What are the advantages of investing through an SL?
- Fixed corporate tax rate of 25% (15% for the first two profitable fiscal years).
- Broad deduction of expenses (renovations, interest, depreciation, etc.).
- Optimization of wealth tax.
- Simplified transfer by assignment of shares.
- Increased credibility with banks.
What are the conditions to benefit from the special rental regime in an SL?
- Own at least 8 properties.
- Rent them for at least 3 years.
- Keep separate accounts for each property.
- In this case: 40% tax relief, reduced corporate tax to 15%, VAT at 4% on new purchases.
What are the disadvantages of the SL?
- Creation and management fees.
- Increased administrative obligations.
- Risk of double taxation depending on the country of residence.
- Unsuitable for a primary residence.
From what threshold does the SL become worthwhile?
- For residents: from €35,000 - €40,000 in annual profits.
- For non-residents: if you have many expenses to deduct, the SL can be advantageous.
What is a SOCIMI?
The SOCIMI is the Spanish equivalent of REITs, reserved for large portfolios (minimum capital of 5 million euros). It allows collective investment in real estate, with very advantageous taxation (0% corporate tax if conditions are met).
What are the conditions for creating a SOCIMI?
- 80% of income from rentals or dividends.
- 80% of assets in housing or urban buildings for rent.
- Retention of assets for at least 3 years.
- Distribution of 80% of rents and 50% of capital gains in dividends.
How am I taxed if I invest in a SOCIMI as a shareholder?
As a shareholder of a SOCIMI, you are taxed on the dividends received and on capital gains in the event of resale of the shares:
- If you are a tax resident in Spain, dividends and capital gains are subject to IRPF, in the category of capital income (between 19% and 28%).

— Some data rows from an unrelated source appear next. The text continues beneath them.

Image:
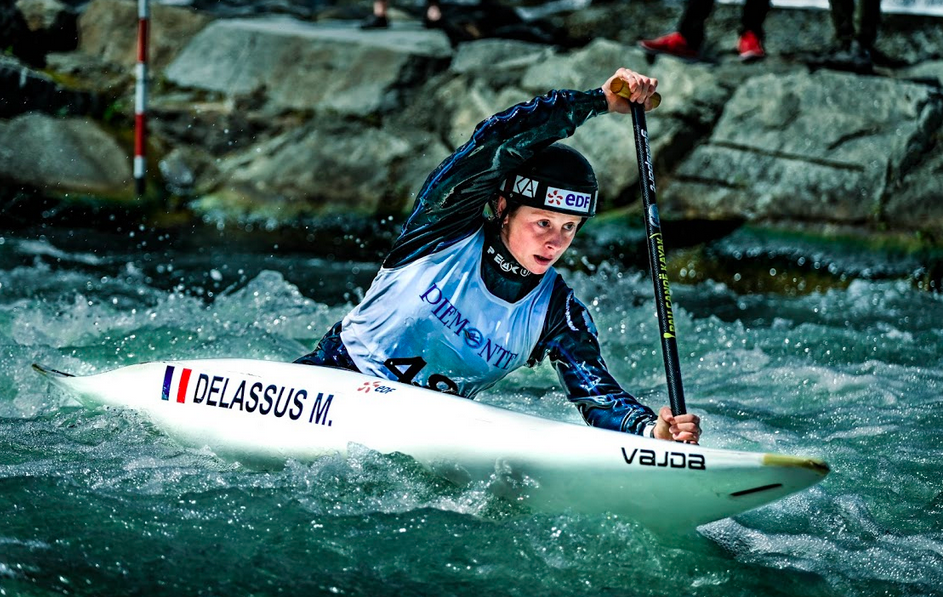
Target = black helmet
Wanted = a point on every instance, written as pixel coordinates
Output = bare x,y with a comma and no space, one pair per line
558,179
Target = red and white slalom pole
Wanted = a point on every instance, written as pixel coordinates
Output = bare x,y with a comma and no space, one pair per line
140,99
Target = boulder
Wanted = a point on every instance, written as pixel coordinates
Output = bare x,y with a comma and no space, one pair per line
301,66
63,156
326,167
824,146
108,30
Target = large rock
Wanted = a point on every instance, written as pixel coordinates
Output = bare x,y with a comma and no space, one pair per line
826,146
325,168
63,155
108,29
300,66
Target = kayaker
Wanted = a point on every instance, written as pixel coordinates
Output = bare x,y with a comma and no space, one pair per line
468,294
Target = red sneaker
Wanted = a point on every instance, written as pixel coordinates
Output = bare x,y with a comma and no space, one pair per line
750,47
673,44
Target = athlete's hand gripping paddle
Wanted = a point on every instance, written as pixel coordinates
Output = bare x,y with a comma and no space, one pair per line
656,250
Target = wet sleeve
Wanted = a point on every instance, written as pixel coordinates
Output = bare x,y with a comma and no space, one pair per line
450,204
570,341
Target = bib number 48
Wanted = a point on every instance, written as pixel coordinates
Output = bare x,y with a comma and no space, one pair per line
405,369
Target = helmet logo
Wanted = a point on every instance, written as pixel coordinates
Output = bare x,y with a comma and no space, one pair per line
569,200
554,197
525,186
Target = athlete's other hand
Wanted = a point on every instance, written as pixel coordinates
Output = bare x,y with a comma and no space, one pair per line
683,428
641,87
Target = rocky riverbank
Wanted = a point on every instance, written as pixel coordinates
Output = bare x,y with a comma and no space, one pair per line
299,123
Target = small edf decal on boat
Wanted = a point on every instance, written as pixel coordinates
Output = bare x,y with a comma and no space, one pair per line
244,395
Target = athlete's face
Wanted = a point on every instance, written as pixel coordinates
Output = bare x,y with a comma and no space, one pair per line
537,237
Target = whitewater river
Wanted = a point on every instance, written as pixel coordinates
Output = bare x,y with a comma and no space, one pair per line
104,503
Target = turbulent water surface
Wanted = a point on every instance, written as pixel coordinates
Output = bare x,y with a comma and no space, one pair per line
104,503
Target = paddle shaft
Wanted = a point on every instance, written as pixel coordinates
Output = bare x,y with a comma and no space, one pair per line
658,264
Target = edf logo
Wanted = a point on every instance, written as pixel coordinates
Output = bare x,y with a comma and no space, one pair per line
554,197
571,200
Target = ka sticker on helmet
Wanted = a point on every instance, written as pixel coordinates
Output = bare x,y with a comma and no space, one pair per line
525,186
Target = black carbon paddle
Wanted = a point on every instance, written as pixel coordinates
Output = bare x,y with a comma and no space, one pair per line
658,265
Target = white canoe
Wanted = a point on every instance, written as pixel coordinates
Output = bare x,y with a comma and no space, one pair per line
259,410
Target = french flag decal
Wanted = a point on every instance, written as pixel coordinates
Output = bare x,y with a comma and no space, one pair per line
182,383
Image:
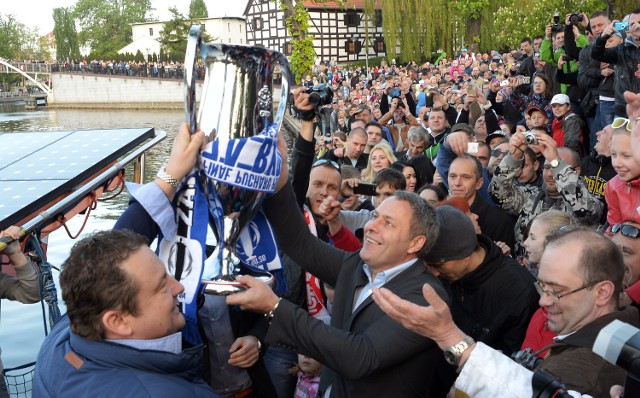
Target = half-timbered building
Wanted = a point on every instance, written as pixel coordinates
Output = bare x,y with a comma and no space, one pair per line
339,32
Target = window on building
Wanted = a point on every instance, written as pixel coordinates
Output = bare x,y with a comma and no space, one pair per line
257,23
352,47
287,49
351,18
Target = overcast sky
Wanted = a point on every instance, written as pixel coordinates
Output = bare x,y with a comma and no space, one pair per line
38,13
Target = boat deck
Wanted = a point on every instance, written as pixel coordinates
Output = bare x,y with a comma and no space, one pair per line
39,169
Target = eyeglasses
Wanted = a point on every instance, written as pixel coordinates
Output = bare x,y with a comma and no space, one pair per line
326,162
626,230
555,296
621,122
496,153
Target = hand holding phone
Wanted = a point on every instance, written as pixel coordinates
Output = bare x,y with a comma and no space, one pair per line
621,26
365,189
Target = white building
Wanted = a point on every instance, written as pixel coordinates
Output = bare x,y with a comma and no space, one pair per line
146,35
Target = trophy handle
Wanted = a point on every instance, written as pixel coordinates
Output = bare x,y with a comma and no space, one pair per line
284,89
193,41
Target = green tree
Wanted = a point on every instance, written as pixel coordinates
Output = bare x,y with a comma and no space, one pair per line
64,32
173,36
197,9
12,34
105,23
418,28
303,54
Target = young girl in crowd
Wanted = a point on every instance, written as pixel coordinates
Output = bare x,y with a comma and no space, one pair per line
308,372
622,192
409,173
542,227
381,157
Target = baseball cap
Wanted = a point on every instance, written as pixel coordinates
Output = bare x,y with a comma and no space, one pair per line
560,99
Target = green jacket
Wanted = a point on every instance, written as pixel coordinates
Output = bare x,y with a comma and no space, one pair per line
552,57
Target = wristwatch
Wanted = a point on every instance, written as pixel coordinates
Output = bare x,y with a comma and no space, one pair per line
168,178
453,354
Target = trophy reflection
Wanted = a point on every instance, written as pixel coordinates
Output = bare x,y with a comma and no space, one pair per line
241,162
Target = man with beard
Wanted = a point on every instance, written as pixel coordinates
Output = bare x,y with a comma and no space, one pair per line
562,188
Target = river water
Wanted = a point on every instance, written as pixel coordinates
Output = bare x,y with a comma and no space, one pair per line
21,326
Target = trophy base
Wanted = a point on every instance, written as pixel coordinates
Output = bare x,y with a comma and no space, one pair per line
226,284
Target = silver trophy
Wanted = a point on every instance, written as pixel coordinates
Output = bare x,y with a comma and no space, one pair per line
236,102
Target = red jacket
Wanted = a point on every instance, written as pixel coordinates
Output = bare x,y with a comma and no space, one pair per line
623,199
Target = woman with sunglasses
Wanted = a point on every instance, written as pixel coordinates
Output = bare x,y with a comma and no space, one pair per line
622,192
626,235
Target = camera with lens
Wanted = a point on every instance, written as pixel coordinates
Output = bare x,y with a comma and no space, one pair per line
546,385
526,358
530,138
576,18
320,94
556,27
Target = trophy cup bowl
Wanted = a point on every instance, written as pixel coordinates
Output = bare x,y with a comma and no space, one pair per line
236,103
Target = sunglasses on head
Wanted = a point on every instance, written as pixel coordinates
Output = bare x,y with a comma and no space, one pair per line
626,230
497,153
326,162
621,122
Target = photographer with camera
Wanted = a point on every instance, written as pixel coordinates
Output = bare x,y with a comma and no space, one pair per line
562,187
566,64
625,56
595,79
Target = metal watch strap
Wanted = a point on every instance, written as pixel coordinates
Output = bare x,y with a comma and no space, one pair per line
271,313
168,178
454,353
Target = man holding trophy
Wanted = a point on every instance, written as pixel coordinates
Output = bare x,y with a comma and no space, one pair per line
365,352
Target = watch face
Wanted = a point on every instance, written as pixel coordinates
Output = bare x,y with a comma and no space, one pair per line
450,357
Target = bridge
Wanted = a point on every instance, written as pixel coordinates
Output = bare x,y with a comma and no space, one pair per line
26,69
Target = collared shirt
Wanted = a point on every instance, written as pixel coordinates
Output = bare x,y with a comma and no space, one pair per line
381,278
171,343
363,292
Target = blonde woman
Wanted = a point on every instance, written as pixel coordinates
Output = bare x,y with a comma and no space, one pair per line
380,157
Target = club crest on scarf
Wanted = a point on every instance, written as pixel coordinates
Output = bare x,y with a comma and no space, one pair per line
240,172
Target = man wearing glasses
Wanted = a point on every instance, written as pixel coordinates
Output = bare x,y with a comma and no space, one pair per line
626,235
580,280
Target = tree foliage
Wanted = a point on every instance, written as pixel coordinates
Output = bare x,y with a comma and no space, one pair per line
413,29
173,36
197,9
17,41
64,32
105,23
303,54
522,18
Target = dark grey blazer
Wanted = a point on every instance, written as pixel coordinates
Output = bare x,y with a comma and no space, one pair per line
365,353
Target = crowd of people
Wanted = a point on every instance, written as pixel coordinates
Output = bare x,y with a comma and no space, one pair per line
489,203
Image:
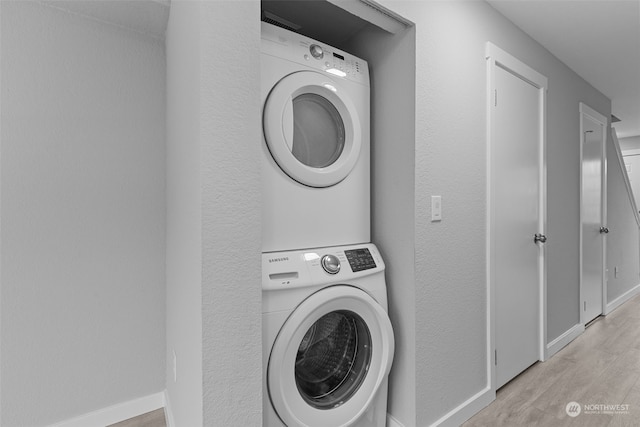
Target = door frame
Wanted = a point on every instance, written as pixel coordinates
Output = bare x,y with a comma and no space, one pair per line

- If you are a non-resident, you are subject to IRNR: 19% if you reside in the EU or EEA, or 24% if you reside outside the EU/EEA. Dividends and capital gains may also be taxed in your country of residence, unless a double taxation agreement prevents this.
What are the deadlines and costs for creating an SL?
- Deadline: 15 days to 2 months.
- Cost: less than €1,000 with support, less than €500 independently.
What regional advantages exist on purchase taxes?
- Madrid: ITP at 2% (instead of 6%) for resale within 3 years.
- Valencian Community: 50% or 70% reduction of ITP depending on use.
- Andalusia: ITP at 2% for resale within 5 years.
- Catalonia: end of the 70% bonus in March 2025.